Il giorno dopo, cosa resta della Conferenza di Berlino per il futuro della Libia? Nella controversa riunione-fiume tenutasi ieri sotto l’egida della Cancelliera Angela Merkel, i risultati ci sono anche se non sono esattamente quanto quelli sperati dalla diplomazia internazionale: Haftar e Sarraj continuano a non volersi neanche parlare (per di più non controllano l’intera Libia, l’accordo di pace non potrà non tener conto delle tante tribù presenti sul territorio libico), la Turchia e la Russia proseguono nella “spartizione” del Mediterraneo e l’unica voce che si è saputa imporre a livello europeo è una volta di più la Germania. Di certo però, la guerra non è riesplosa tra Tripoli e Bengasi e questo è già un ottimo esito della Conferenza di Berlino che si è chiusa con un “mini-accordo” su tre punti: favorire il cessate il fuoco tra le parti; rispettare l’embargo contro le armi nel Paese nordafricano; evitare le interferenze straniere. Il Premier del Governo di Accordo Nazionale e il Generale della Cirenaica seppur senza firmare ufficialmente la dichiarazione finale di Berlino hanno di fatto accettato queste tre condizioni, promettendo anche un iniziale dialogo per formare un futuro in Libia con un Governo unico. Da qui all’effettiva possibilità di tale opzione però di spazio (e forse anche tempo) nel passa: «L’Italia è assolutamente disponibile ad essere in prima fila anche nella direzione di una missione di monitoraggio della pace», ha spiegato il Premier Conte che ha dovuto però incassare il possibile e prevedibile “predominio” della Turchia sul Mediterraneo in accordo con Putin e la Merkel. Non solo, è l’Europa in quanto tale a trovare la “doppia” risultanza di questa Conferenza: recupera in prestigio e diplomazia, ma si conferma senza una “voce unica” e con poca possibilità di imporre condizioni a confronto di Russia, Turchia e Stati Uniti.

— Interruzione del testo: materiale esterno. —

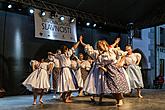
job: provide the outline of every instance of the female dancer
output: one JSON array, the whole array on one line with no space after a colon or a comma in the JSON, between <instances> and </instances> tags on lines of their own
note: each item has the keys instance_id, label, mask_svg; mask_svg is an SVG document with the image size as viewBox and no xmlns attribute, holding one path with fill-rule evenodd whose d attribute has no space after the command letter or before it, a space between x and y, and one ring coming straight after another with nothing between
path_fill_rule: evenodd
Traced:
<instances>
[{"instance_id":1,"label":"female dancer","mask_svg":"<svg viewBox=\"0 0 165 110\"><path fill-rule=\"evenodd\" d=\"M33 92L34 100L33 105L36 104L37 94L40 93L39 103L42 104L42 96L50 88L48 74L52 71L51 63L44 62L43 59L38 62L37 67L22 83L29 91ZM50 68L48 68L48 66Z\"/></svg>"},{"instance_id":2,"label":"female dancer","mask_svg":"<svg viewBox=\"0 0 165 110\"><path fill-rule=\"evenodd\" d=\"M83 88L83 79L82 79L82 75L81 75L80 62L79 62L79 59L77 58L77 56L75 56L75 55L72 55L71 62L72 62L71 63L72 70L75 73L75 77L76 77L77 82L78 82L79 96L80 96L80 91Z\"/></svg>"},{"instance_id":3,"label":"female dancer","mask_svg":"<svg viewBox=\"0 0 165 110\"><path fill-rule=\"evenodd\" d=\"M62 99L66 103L72 102L71 100L71 92L78 89L77 80L75 75L71 71L71 60L70 57L77 49L79 42L77 42L71 49L68 49L67 46L63 46L61 50L61 54L55 54L55 57L59 59L61 70L60 75L58 77L58 85L57 92L62 93Z\"/></svg>"},{"instance_id":4,"label":"female dancer","mask_svg":"<svg viewBox=\"0 0 165 110\"><path fill-rule=\"evenodd\" d=\"M91 46L84 44L82 40L80 42L85 46L88 54L95 59L94 66L85 82L84 90L88 93L100 95L99 102L102 102L103 93L108 91L108 93L113 93L115 96L117 105L122 105L122 93L128 92L128 84L124 74L121 74L115 65L117 62L115 53L108 46L105 46L102 41L97 43L98 50L93 50Z\"/></svg>"},{"instance_id":5,"label":"female dancer","mask_svg":"<svg viewBox=\"0 0 165 110\"><path fill-rule=\"evenodd\" d=\"M84 83L89 74L91 64L92 64L92 59L89 56L88 56L87 60L84 60L84 55L82 53L79 54L79 65L80 65L80 70L81 70L81 77L83 80L82 87L84 87ZM79 96L83 96L83 95L84 95L83 88L80 88Z\"/></svg>"},{"instance_id":6,"label":"female dancer","mask_svg":"<svg viewBox=\"0 0 165 110\"><path fill-rule=\"evenodd\" d=\"M139 98L143 98L141 95L141 88L143 88L144 85L142 73L138 66L141 60L141 55L139 53L133 53L130 45L126 46L126 51L128 54L125 58L123 58L123 62L129 76L131 89L137 89L137 96Z\"/></svg>"}]
</instances>

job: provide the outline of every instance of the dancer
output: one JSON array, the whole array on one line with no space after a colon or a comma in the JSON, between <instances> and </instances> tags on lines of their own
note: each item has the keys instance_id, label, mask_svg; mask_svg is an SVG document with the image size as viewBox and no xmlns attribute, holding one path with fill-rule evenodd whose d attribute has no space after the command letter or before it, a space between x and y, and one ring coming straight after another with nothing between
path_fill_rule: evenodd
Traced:
<instances>
[{"instance_id":1,"label":"dancer","mask_svg":"<svg viewBox=\"0 0 165 110\"><path fill-rule=\"evenodd\" d=\"M56 54L60 55L61 50L57 50ZM51 52L48 52L48 59L54 63L54 68L52 71L52 76L53 76L53 89L54 89L54 95L53 98L58 99L59 97L57 96L57 79L60 74L60 61L59 59L55 58L54 55L51 54Z\"/></svg>"},{"instance_id":2,"label":"dancer","mask_svg":"<svg viewBox=\"0 0 165 110\"><path fill-rule=\"evenodd\" d=\"M117 105L123 105L122 93L127 93L129 88L124 74L116 66L116 54L102 41L97 43L98 50L93 50L91 46L84 44L82 40L80 41L88 54L95 58L94 66L85 82L85 91L100 93L99 102L102 102L104 93L112 93L117 100Z\"/></svg>"},{"instance_id":3,"label":"dancer","mask_svg":"<svg viewBox=\"0 0 165 110\"><path fill-rule=\"evenodd\" d=\"M82 53L79 54L79 64L80 64L80 70L81 70L81 77L83 80L83 87L85 80L89 74L89 71L91 69L92 59L88 56L87 60L84 60L84 55ZM79 96L83 96L83 88L80 88Z\"/></svg>"},{"instance_id":4,"label":"dancer","mask_svg":"<svg viewBox=\"0 0 165 110\"><path fill-rule=\"evenodd\" d=\"M50 65L50 63L44 62L42 59L37 66L35 65L37 69L35 69L22 83L29 91L33 92L33 105L36 105L37 94L40 94L39 103L43 104L42 96L44 92L48 92L50 88L48 77L48 73L52 71L52 68L48 69L48 66Z\"/></svg>"},{"instance_id":5,"label":"dancer","mask_svg":"<svg viewBox=\"0 0 165 110\"><path fill-rule=\"evenodd\" d=\"M97 49L94 50L89 44L85 44L80 37L80 42L84 46L85 51L94 59L92 69L85 81L84 91L92 94L90 98L92 102L95 102L95 95L99 95L99 103L102 102L102 97L105 92L105 75L104 71L100 69L101 62L110 58L109 53L105 51L101 41L97 42Z\"/></svg>"},{"instance_id":6,"label":"dancer","mask_svg":"<svg viewBox=\"0 0 165 110\"><path fill-rule=\"evenodd\" d=\"M123 58L124 67L129 76L131 89L137 89L137 96L143 98L141 95L141 89L144 87L142 73L139 67L141 55L139 53L133 53L130 45L126 46L127 56Z\"/></svg>"},{"instance_id":7,"label":"dancer","mask_svg":"<svg viewBox=\"0 0 165 110\"><path fill-rule=\"evenodd\" d=\"M71 63L72 70L75 73L75 77L76 77L77 82L78 82L79 96L80 96L80 91L83 88L83 79L82 79L82 75L81 75L80 61L77 58L77 56L73 54L71 62L72 62Z\"/></svg>"},{"instance_id":8,"label":"dancer","mask_svg":"<svg viewBox=\"0 0 165 110\"><path fill-rule=\"evenodd\" d=\"M115 44L118 44L119 41L120 41L119 39L116 40ZM116 51L114 47L109 48L110 46L105 40L103 40L102 43L105 50L108 50L111 56L111 59L109 61L104 60L102 62L103 70L106 72L105 76L106 76L106 83L108 86L108 89L106 89L106 92L112 93L117 100L117 105L121 106L123 105L123 101L122 101L122 99L124 98L123 93L130 92L125 73L123 69L120 66L118 66L120 65L120 62L121 62L120 61L121 59L118 58L118 57L121 57L119 56L119 52L121 52L121 50ZM121 52L120 54L125 55L125 52Z\"/></svg>"},{"instance_id":9,"label":"dancer","mask_svg":"<svg viewBox=\"0 0 165 110\"><path fill-rule=\"evenodd\" d=\"M71 49L68 49L67 46L63 46L61 54L54 55L59 59L61 65L60 75L58 77L57 92L62 93L62 99L66 103L72 102L70 97L71 92L78 89L77 80L70 69L70 57L78 47L79 43L80 42L77 42Z\"/></svg>"}]
</instances>

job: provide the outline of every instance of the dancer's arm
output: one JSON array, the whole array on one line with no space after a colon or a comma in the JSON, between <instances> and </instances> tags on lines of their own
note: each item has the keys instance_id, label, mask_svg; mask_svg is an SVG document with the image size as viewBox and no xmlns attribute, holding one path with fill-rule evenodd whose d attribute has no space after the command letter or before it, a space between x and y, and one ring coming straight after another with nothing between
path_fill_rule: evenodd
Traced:
<instances>
[{"instance_id":1,"label":"dancer's arm","mask_svg":"<svg viewBox=\"0 0 165 110\"><path fill-rule=\"evenodd\" d=\"M117 38L115 42L111 45L111 47L115 47L116 45L119 44L119 42L120 42L120 38Z\"/></svg>"},{"instance_id":2,"label":"dancer's arm","mask_svg":"<svg viewBox=\"0 0 165 110\"><path fill-rule=\"evenodd\" d=\"M139 65L139 63L140 63L140 61L141 61L141 54L136 53L136 57L137 57L136 65Z\"/></svg>"}]
</instances>

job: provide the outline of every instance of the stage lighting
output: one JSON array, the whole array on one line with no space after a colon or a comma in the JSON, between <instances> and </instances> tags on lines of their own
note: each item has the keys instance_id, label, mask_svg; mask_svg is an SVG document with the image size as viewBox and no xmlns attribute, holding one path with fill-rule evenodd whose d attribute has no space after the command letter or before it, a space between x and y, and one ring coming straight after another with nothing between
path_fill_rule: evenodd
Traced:
<instances>
[{"instance_id":1,"label":"stage lighting","mask_svg":"<svg viewBox=\"0 0 165 110\"><path fill-rule=\"evenodd\" d=\"M53 19L55 18L55 12L51 12L50 17Z\"/></svg>"},{"instance_id":2,"label":"stage lighting","mask_svg":"<svg viewBox=\"0 0 165 110\"><path fill-rule=\"evenodd\" d=\"M73 23L74 21L75 21L75 18L71 18L71 21L70 22Z\"/></svg>"},{"instance_id":3,"label":"stage lighting","mask_svg":"<svg viewBox=\"0 0 165 110\"><path fill-rule=\"evenodd\" d=\"M61 16L61 17L60 17L60 20L61 20L61 21L64 21L64 20L65 20L64 16Z\"/></svg>"},{"instance_id":4,"label":"stage lighting","mask_svg":"<svg viewBox=\"0 0 165 110\"><path fill-rule=\"evenodd\" d=\"M46 15L46 12L45 11L43 11L43 10L41 10L41 16L45 16Z\"/></svg>"},{"instance_id":5,"label":"stage lighting","mask_svg":"<svg viewBox=\"0 0 165 110\"><path fill-rule=\"evenodd\" d=\"M31 9L29 10L29 12L30 12L31 14L33 14L33 13L34 13L34 9L31 8Z\"/></svg>"},{"instance_id":6,"label":"stage lighting","mask_svg":"<svg viewBox=\"0 0 165 110\"><path fill-rule=\"evenodd\" d=\"M96 24L93 24L93 27L96 27Z\"/></svg>"},{"instance_id":7,"label":"stage lighting","mask_svg":"<svg viewBox=\"0 0 165 110\"><path fill-rule=\"evenodd\" d=\"M89 22L87 22L87 23L86 23L86 25L87 25L87 26L89 26L89 25L90 25L90 23L89 23Z\"/></svg>"},{"instance_id":8,"label":"stage lighting","mask_svg":"<svg viewBox=\"0 0 165 110\"><path fill-rule=\"evenodd\" d=\"M12 5L11 5L11 4L9 4L7 7L8 7L8 8L12 8Z\"/></svg>"}]
</instances>

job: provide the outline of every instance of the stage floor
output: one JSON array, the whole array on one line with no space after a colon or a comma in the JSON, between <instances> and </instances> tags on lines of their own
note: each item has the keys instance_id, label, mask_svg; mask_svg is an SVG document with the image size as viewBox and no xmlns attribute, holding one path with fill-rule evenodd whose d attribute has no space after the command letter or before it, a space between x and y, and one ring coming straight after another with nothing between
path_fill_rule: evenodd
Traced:
<instances>
[{"instance_id":1,"label":"stage floor","mask_svg":"<svg viewBox=\"0 0 165 110\"><path fill-rule=\"evenodd\" d=\"M102 104L93 104L90 96L73 97L73 103L64 103L53 99L53 94L46 94L42 105L32 105L32 95L10 96L0 98L0 110L165 110L165 89L144 89L142 94L143 99L125 97L121 107L110 96L105 96Z\"/></svg>"}]
</instances>

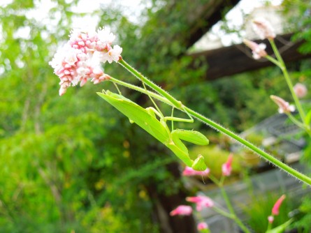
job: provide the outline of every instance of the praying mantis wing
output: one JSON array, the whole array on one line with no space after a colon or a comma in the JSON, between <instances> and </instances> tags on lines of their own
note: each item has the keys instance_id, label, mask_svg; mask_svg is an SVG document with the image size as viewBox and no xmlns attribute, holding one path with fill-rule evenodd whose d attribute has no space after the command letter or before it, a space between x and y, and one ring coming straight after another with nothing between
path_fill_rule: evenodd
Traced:
<instances>
[{"instance_id":1,"label":"praying mantis wing","mask_svg":"<svg viewBox=\"0 0 311 233\"><path fill-rule=\"evenodd\" d=\"M159 141L164 144L169 142L171 137L166 128L145 109L124 96L109 91L97 92L97 94Z\"/></svg>"}]
</instances>

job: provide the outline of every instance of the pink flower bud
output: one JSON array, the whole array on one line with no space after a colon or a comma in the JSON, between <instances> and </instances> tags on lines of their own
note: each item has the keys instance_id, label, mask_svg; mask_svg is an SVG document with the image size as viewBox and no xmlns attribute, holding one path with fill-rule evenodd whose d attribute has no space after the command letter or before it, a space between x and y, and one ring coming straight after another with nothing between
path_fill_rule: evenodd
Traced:
<instances>
[{"instance_id":1,"label":"pink flower bud","mask_svg":"<svg viewBox=\"0 0 311 233\"><path fill-rule=\"evenodd\" d=\"M204 171L196 171L194 170L190 167L185 167L184 171L182 172L182 175L185 176L208 176L210 173L210 170L207 168Z\"/></svg>"},{"instance_id":2,"label":"pink flower bud","mask_svg":"<svg viewBox=\"0 0 311 233\"><path fill-rule=\"evenodd\" d=\"M261 40L272 40L275 38L275 33L271 24L263 17L253 20L253 29Z\"/></svg>"},{"instance_id":3,"label":"pink flower bud","mask_svg":"<svg viewBox=\"0 0 311 233\"><path fill-rule=\"evenodd\" d=\"M303 98L307 95L307 87L301 83L297 83L294 86L294 91L298 98Z\"/></svg>"},{"instance_id":4,"label":"pink flower bud","mask_svg":"<svg viewBox=\"0 0 311 233\"><path fill-rule=\"evenodd\" d=\"M279 106L278 111L280 113L290 113L295 111L295 107L290 105L288 102L286 102L282 98L275 96L270 96L270 98Z\"/></svg>"},{"instance_id":5,"label":"pink flower bud","mask_svg":"<svg viewBox=\"0 0 311 233\"><path fill-rule=\"evenodd\" d=\"M222 175L225 176L229 176L231 174L232 170L232 160L233 158L233 154L231 153L228 157L227 161L222 165Z\"/></svg>"},{"instance_id":6,"label":"pink flower bud","mask_svg":"<svg viewBox=\"0 0 311 233\"><path fill-rule=\"evenodd\" d=\"M273 215L278 215L279 214L279 210L280 206L281 206L282 202L285 199L286 196L284 195L282 195L281 197L280 197L277 201L275 202L275 204L273 206L273 208L272 209L272 214Z\"/></svg>"},{"instance_id":7,"label":"pink flower bud","mask_svg":"<svg viewBox=\"0 0 311 233\"><path fill-rule=\"evenodd\" d=\"M205 196L188 197L186 200L196 203L198 211L201 211L203 208L209 208L214 206L214 202L210 197Z\"/></svg>"},{"instance_id":8,"label":"pink flower bud","mask_svg":"<svg viewBox=\"0 0 311 233\"><path fill-rule=\"evenodd\" d=\"M176 209L171 211L170 215L174 216L175 215L189 216L192 213L192 207L189 206L180 205Z\"/></svg>"},{"instance_id":9,"label":"pink flower bud","mask_svg":"<svg viewBox=\"0 0 311 233\"><path fill-rule=\"evenodd\" d=\"M273 223L273 221L274 221L274 217L273 217L273 216L268 216L268 221L270 223Z\"/></svg>"},{"instance_id":10,"label":"pink flower bud","mask_svg":"<svg viewBox=\"0 0 311 233\"><path fill-rule=\"evenodd\" d=\"M198 224L198 230L201 231L202 230L208 229L208 225L206 223L200 223Z\"/></svg>"},{"instance_id":11,"label":"pink flower bud","mask_svg":"<svg viewBox=\"0 0 311 233\"><path fill-rule=\"evenodd\" d=\"M252 50L252 52L253 54L253 58L254 59L259 59L261 57L267 56L267 52L266 52L266 45L263 43L257 44L253 41L244 39L244 43L246 46Z\"/></svg>"}]
</instances>

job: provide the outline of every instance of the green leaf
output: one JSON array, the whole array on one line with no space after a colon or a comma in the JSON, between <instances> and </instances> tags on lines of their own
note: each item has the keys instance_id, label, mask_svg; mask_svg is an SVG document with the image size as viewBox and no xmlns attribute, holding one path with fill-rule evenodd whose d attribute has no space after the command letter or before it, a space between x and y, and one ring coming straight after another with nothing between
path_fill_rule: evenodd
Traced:
<instances>
[{"instance_id":1,"label":"green leaf","mask_svg":"<svg viewBox=\"0 0 311 233\"><path fill-rule=\"evenodd\" d=\"M97 94L161 142L170 141L169 130L148 111L123 96L107 91Z\"/></svg>"},{"instance_id":2,"label":"green leaf","mask_svg":"<svg viewBox=\"0 0 311 233\"><path fill-rule=\"evenodd\" d=\"M175 130L172 131L172 135L175 134L178 137L184 141L187 141L197 145L208 145L209 141L202 133L194 130Z\"/></svg>"}]
</instances>

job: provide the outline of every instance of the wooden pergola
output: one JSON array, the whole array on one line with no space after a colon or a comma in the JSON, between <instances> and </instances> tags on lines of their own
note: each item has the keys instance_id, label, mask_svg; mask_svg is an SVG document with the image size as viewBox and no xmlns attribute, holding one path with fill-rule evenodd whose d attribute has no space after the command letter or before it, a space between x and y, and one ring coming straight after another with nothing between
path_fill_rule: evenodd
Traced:
<instances>
[{"instance_id":1,"label":"wooden pergola","mask_svg":"<svg viewBox=\"0 0 311 233\"><path fill-rule=\"evenodd\" d=\"M311 57L311 54L303 54L298 51L298 48L303 41L291 42L291 36L292 33L278 35L275 38L276 45L284 62L292 62ZM273 54L272 48L268 40L256 40L256 42L265 43L267 45L268 54ZM200 52L190 56L194 58L201 57L204 62L208 64L205 76L207 80L213 80L245 71L274 66L266 59L254 60L252 57L251 50L244 44Z\"/></svg>"}]
</instances>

LIBIA, LE REAZIONI DI UE E TURCHIA AL “MINI ACCORDO” DI BERLINO
«Ieri a Berlino è stata una buona giornata. Abbiamo creato un buono slancio. Dobbiamo usarlo per fare progressi verso una soluzione» è stato il primo commento dell’Alto Rappresentante per gli Affari Esteri dell’Ue, Josep Borrell che arrivando in Consiglio Esteri Europeo si dice favorevole al ripristino della missione navale Sophia per monitorare l’embargo sulle armi in Libia. Non solo, per il successore di Federica Mogherini, non è escluso l’invio di soldati sul campo per mantenere la tregua: «Un cessate il fuoco richiede che qualcuno se ne occupi. Non possiamo dire questo è un cessate il fuoco e poi dimenticarcene. Il controllo dell’embargo sulle armi, ci sono diverse possibilità e i ministri dovranno decidere come aiutare a implementare l’accordo di ieri […] è chiaro l’embargo sulle armi richiede un alto livello di controllo. Se vogliamo mantenere vivo il cessate il fuoco qualcuno deve monitorarlo: le Nazioni Unite, l’Unione Africana, l’Unione Europea… Qualcuno deve farlo. Non possiamo far funzionare il cessate il fuoco da solo». Nel frattempo, mentre l’Europa prova a sondare il terreno sull’eventualità dell’invio di forze speciali in Libia, chi le truppe le ha già sul campo a difesa di Tripoli e di Sarraj si conferma intenzionato a continuare gli sforzi di pace (mantenendo però il controllo sul destino economico e militare della regione): «La Conferenza di Berlino è stata un’opportunità importante per fermare il conflitto e per una soluzione politica in Libia. La Turchia continuerà ad applicare la sua politica costruttiva e pacifica contro le guerre per procura», ha detto sapere il portavoce di Erdogan. Sul fronte italiano, oltre a Conte è il Ministro degli Affari Europei Enzo Amendola a parlare nell’ultimo forum Ansa sul futuro della Libia: «La conferenza di Berlino è un nuovo inizio che fa ben sperare», anche se sottolinea il Ministro Pd «ci sono stati troppi ritardi e troppe divisioni, sono passati troppi mesi e ci sono state troppe interferenze. Ieri sono stati segnati punti importanti nella dichiarazione: il cessate il fuoco che deve essere verificabile, l’embargo sulle armi, il coordinamento tra Paesi che ieri nasce e il dialogo politico che è una necessità perché non c’è soluzione militare».